Sefere hazırlanırken görevliler köylere gönderilip azap toplatılırdı. Güçlü kuvvetli her köylü potansiyel birer azaptı. Buna “azap çağırtmak” deniliyordu. Fakat sorun şu ki ölüm korkusuyla çokça firar ediyorlardı. Osmanlı çözümü her azaba bir “kefil” atamakta bulmuştu.

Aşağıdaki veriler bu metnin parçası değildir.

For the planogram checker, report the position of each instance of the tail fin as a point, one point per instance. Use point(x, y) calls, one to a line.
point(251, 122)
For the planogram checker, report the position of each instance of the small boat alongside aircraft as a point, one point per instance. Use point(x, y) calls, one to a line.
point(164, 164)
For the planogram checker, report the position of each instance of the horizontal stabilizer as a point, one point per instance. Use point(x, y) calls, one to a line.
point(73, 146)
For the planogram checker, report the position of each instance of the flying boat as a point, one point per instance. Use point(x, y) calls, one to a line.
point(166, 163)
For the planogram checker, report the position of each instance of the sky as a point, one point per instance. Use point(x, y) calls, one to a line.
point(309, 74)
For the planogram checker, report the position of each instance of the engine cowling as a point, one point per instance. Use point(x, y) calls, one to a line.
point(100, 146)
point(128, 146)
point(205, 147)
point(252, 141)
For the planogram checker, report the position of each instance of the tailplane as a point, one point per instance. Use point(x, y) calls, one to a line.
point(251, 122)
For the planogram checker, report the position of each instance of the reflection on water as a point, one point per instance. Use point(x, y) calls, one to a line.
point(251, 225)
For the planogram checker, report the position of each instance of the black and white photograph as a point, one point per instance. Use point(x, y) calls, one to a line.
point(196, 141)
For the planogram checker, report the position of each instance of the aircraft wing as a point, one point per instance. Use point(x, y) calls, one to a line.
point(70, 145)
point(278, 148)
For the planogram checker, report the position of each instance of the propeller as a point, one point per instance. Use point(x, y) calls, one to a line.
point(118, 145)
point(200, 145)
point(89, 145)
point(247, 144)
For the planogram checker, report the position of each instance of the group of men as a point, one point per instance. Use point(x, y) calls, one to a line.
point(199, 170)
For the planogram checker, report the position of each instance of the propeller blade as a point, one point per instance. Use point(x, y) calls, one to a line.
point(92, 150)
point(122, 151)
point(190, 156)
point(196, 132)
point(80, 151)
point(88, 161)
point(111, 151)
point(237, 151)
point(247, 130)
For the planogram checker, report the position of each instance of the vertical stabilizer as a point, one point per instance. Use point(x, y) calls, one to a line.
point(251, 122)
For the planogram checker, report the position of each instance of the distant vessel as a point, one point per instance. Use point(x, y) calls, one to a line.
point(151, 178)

Kaçan azabın masrafı kefilinden tahsil ediliyordu.
“İslam Ansiklopedisi” savaştaki hallerini şöyle tarif ediyor: “Muharebe sırasında ordu saf-ı harp nizamında iken, merkez ile cenahların en önünde bulunurlar ve düşman üzerine ok yağdırırlardı. Ordu merkezinde yeniçerinin önünde topçular ve onların önünde de azaplar yer alırlardı. Tabii büyük kısım ile düşman arasındaki muharebede ilk hücuma azaplar maruz bulunduklarından, vaziyetleri tehlikeli ve hizmetleri büyüktü.”
Yalçın Küçük “Atamanoğlu Fatih” kitabında daha canlı bir tarif veriyor; En öndeler, haliyle çatışma başlar başlamaz geriye kaçışıyorlar. Fakat yeniçeri ve çavuşlar geride, kaçmasınlar diye palayla onları beklemektedir. Geriye kaçamadıkları için mecburen ilerliyorlar. Yeniçerinin ön safta savaşacağı kuşkulu olduğunda savaşa girmek gerektiğinde “azap çağırtmak” şarttır ve savaş tarihimiz “zorunda bırakma” taktiğinden ibarettir. Osmanlının büyük icadıdır.
Arkada yeniçeri elde pala beklemiyorsa kaçarlar. Kurtuluş Savaşı’nda köylüler azap olmak istemediler ve büyük kitleler halinde kaçtılar. Öyle ki 1917’de asker kaçaklarının sayısı 300 bini çoktan aşmıştı. Düşmana katılmıyor ancak memleketin iç bölgelerinde toplaşıp yağma ve talan yaparak büyük sorunlara neden oluyorlardı. 1920’de soruna bir çözüm bulmak üzere “İstiklal Mahkemeleri” kuruldu. Mahkemeler kaçaklara öyle bir korku saldı ki, kaçış durdu. Bir yıl sonra 120 bin kişilik bir ordu oluşturabilmelerinin sırrı budur. İstiklal Mahkemeleri, eli palalı yeniçerilerin görevini üstlenmek zorunda kalmıştı.
Zorla toplandılar ve zorla cepheye sürüldüler. Hep kaçmaya meyilli olduklarından onları cephede tutmaya çalışan yedek subaylar çok kırıldı. Okumuşlarımızın çoğunu o savaşta kaybettik.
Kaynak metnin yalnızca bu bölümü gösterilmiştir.